I hope this helps someone...
Note: I haven't actually tried this out yet...so I don't know for sure whether it works. I would imagine that it does, however.

-rc
Apr 08, 2004 andreas link
Here is how I do it: I wrote a little library that replaces XNextEvent, XPeekEvent and XPending. You have to link that statically to xlib or do some major dlopen tricks to make sure you still can call the original implementations of those methods from your own code (if you want to be able to close vendetta manually). Then you make sure vendetta uses that library and not xlib directly (LD_PRELOAD etc). I tried to intercept calls to OpenGL as well, but thats really tricky.
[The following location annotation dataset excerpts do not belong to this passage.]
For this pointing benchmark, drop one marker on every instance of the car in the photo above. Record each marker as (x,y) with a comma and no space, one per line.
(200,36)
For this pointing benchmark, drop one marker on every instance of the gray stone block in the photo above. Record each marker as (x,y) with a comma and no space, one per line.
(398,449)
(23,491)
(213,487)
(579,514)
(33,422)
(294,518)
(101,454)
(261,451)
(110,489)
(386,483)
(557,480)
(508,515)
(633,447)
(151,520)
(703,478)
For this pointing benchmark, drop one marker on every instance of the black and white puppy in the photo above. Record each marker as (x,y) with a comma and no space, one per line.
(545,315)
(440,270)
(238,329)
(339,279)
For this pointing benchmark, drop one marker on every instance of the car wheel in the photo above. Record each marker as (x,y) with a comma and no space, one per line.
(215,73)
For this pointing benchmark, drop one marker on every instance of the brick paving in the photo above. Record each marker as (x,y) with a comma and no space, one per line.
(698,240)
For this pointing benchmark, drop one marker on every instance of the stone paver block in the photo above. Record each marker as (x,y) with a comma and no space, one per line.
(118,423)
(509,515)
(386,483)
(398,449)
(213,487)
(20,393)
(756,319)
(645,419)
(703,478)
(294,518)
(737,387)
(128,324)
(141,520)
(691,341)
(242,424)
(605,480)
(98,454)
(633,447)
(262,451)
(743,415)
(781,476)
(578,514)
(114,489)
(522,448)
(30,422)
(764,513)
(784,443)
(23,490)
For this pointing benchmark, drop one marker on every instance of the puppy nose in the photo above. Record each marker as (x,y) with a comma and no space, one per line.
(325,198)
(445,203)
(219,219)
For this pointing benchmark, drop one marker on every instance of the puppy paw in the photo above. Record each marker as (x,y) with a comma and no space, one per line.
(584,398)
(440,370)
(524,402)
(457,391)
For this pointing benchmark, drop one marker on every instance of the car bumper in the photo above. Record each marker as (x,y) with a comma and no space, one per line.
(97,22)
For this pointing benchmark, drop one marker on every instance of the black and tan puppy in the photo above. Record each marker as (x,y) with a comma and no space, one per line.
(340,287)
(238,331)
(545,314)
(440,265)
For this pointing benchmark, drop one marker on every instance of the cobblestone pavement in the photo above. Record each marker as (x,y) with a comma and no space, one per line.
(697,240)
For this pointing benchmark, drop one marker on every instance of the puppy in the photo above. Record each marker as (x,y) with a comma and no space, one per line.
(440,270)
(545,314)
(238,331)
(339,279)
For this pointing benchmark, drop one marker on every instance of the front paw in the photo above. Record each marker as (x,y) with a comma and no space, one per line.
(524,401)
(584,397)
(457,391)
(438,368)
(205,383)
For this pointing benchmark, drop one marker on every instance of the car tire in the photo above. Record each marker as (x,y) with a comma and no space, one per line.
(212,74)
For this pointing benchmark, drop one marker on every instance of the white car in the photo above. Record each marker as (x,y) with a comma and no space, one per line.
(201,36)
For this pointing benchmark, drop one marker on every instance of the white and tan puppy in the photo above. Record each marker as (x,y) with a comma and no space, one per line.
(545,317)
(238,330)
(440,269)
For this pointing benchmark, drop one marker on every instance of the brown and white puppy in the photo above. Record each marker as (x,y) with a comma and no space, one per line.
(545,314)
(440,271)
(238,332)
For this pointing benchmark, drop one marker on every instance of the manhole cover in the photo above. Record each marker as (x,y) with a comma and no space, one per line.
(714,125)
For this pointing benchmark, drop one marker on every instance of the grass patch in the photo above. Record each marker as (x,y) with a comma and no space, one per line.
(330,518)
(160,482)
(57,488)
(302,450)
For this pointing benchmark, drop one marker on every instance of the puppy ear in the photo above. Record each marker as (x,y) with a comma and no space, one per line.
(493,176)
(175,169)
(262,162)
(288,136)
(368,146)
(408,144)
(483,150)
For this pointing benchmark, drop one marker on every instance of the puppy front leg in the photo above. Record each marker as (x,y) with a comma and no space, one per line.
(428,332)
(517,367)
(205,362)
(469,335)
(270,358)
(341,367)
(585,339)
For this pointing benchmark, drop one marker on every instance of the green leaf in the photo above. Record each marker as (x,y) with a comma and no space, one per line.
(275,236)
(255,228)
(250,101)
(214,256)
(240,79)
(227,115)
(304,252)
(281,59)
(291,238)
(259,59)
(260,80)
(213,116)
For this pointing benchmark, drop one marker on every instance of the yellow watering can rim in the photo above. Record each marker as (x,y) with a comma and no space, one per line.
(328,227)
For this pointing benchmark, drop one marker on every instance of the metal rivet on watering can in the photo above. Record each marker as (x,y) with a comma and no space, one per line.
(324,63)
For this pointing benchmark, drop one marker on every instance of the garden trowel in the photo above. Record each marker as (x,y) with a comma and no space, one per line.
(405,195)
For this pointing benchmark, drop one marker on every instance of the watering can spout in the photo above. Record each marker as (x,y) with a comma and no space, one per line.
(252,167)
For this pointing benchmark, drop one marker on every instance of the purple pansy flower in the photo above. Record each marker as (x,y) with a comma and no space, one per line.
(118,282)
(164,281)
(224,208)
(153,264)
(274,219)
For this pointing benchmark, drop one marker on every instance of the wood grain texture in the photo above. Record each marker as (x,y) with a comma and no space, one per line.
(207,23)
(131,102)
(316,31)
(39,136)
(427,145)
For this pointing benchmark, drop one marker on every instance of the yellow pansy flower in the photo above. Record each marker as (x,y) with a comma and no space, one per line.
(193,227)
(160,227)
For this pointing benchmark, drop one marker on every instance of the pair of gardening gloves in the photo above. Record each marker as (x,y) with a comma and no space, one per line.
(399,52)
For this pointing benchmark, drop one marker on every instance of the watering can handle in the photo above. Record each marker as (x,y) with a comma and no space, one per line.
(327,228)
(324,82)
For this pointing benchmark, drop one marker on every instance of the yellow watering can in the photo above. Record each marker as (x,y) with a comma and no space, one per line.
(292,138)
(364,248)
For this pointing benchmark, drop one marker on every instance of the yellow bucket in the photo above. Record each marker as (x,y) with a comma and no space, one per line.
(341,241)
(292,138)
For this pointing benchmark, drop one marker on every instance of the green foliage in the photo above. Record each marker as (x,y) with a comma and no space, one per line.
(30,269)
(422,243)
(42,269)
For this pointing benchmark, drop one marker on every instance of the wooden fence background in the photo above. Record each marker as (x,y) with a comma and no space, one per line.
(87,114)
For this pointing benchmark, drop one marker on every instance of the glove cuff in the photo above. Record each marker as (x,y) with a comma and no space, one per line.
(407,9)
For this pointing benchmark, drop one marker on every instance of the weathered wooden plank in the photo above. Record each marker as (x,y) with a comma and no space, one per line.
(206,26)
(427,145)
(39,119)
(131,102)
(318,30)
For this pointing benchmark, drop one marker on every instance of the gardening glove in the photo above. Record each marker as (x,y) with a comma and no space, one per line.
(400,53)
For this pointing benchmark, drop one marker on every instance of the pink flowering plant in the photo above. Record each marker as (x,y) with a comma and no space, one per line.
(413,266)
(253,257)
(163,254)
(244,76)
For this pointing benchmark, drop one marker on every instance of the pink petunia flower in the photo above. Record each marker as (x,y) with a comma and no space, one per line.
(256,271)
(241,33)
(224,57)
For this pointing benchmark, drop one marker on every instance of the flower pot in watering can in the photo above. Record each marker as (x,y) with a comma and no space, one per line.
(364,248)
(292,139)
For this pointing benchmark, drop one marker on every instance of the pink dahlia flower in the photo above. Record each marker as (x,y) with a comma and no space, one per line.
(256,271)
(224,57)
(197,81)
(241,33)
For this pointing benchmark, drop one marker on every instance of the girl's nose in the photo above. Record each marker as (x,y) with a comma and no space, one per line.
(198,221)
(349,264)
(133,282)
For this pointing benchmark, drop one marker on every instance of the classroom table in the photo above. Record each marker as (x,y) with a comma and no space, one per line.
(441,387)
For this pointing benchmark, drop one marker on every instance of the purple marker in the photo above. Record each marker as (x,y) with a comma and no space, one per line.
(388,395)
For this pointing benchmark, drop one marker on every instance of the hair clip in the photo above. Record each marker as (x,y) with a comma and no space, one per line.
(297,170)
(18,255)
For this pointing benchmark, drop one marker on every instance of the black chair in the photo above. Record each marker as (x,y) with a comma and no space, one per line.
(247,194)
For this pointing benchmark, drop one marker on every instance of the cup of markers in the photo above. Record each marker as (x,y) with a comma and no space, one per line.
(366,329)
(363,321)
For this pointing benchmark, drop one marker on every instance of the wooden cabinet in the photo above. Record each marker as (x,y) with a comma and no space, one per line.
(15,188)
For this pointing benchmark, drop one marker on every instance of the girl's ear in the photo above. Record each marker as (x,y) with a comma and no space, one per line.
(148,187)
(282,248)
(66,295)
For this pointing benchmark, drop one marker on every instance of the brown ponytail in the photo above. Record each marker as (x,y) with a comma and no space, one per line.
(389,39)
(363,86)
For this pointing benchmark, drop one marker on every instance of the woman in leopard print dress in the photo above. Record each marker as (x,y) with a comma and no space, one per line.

Apr 08, 2004 red cactus link
Eh? Would you like to elaborate on that a bit? Because all that terminology has me confused...
Apr 09, 2004 andreas link
Lol, ok, but just a little bit as we are going to bore lots of people. xlib has a few functions that deal with receiving events (keyboard events, mouse events, etc). Noteworthy are XPending (how many events are there), XNextEvent (fetch next event) and XPeekEvent (get next but don't remove from queue). Vendetta calls these more or less directly to receive keyboard and mouse events. You can use an environment variable LD_PRELOAD to load a library that has these functions. When vendetta requests them it will call your implementation of them, not the original xlib implementation. Thus, every time vendetta wants to read a key from the keyboard or see what the mouse does your function is called. Thats were you can start to inject keystrokes or mouse movements. In the other direction vendetta calls OpenGL to do most of the gfx output. However, OpenGL is anything but a trivial interface for performance reasons. Its possible to intercept most things, but to understand what is being drawn at the moment is very difficult.